Les autres questions soulevées par Nomadix
[36]
Nomadix a soulevé un certain nombre d’autres questions, mais aucune d’elles, prises en compte individuellement ou cumulativement, ne me convainc qu’un ajournement doit être accordé.
[37]
Nomadix prétend qu’il est injuste que les représentants de Guest Tek pouvant donner des instructions se trouvent dans la même pièce que ses avocats à Calgary, alors que Nomadix ne pourra communiquer avec ses avocats que par voie électronique durant l’audience. Comme l’a reconnu Nomadix, cette préoccupation quant à une possible iniquité a été dissipée lorsque Guest Tek a pris l’initiative de demander aux représentants de ses clients de participer à l’audience en utilisant un lien distinct pour accéder à la vidéoconférence au lieu d’être présents dans la même pièce que ses avocats.
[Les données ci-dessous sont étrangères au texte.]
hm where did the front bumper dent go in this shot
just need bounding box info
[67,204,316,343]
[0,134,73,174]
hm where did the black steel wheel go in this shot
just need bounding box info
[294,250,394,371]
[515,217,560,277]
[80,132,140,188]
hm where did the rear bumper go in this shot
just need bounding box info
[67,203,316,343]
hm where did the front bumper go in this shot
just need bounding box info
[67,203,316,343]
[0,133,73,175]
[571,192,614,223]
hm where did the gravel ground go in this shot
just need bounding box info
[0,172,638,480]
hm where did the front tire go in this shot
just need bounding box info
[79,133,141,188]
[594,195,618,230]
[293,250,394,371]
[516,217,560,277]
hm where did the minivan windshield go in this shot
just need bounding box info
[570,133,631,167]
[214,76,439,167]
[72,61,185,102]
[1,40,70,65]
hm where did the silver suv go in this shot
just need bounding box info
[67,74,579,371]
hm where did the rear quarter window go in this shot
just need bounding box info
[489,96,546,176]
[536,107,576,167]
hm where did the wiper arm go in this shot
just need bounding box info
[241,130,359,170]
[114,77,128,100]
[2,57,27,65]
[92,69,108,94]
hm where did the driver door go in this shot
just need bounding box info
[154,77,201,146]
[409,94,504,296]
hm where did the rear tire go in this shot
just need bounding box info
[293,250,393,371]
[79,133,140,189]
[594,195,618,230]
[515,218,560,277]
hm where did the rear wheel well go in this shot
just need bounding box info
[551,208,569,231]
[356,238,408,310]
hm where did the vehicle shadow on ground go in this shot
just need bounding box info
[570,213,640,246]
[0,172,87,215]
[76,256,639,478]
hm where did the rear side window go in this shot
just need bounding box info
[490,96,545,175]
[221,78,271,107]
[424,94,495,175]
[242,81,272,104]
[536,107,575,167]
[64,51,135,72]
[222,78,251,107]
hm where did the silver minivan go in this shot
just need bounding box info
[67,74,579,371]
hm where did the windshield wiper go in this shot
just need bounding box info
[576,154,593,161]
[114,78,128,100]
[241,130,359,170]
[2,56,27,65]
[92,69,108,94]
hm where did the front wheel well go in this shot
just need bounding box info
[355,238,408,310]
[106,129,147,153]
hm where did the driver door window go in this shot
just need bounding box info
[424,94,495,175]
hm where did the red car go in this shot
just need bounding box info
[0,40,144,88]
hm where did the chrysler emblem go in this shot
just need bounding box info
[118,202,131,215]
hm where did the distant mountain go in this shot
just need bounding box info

Bien que l’utilisation de modes électroniques distincts pour communiquer par courriel, par message texte, dans des salles d’atelier ou par d’autres moyens puisse s’avérer plus laborieuse, la Cour sera consciente des préoccupations que soulèvent ces modes de communication et sera disposée à examiner les demandes raisonnables de pause afin de permettre de telles communications.
[38]
Nomadix a également parlé de la quantité d’éléments de preuve électroniques qui ont été versés au dossier, soulignant la taille des fichiers (particulièrement les fichiers vidéo) qui ont été produits et les difficultés liées au téléchargement de ces fichiers. Or, ces difficultés existent quel que soit le mode d’instruction. La Cour doit disposer de copies de tout élément de preuve électronique qui a été copié dans son système, et ce, que l’audience se tienne en personne ou par vidéoconférence. Les copies peuvent et doivent être transmises à la Cour bien avant le début de l’instruction. À mon avis, ce point n’est pas pertinent.
[39]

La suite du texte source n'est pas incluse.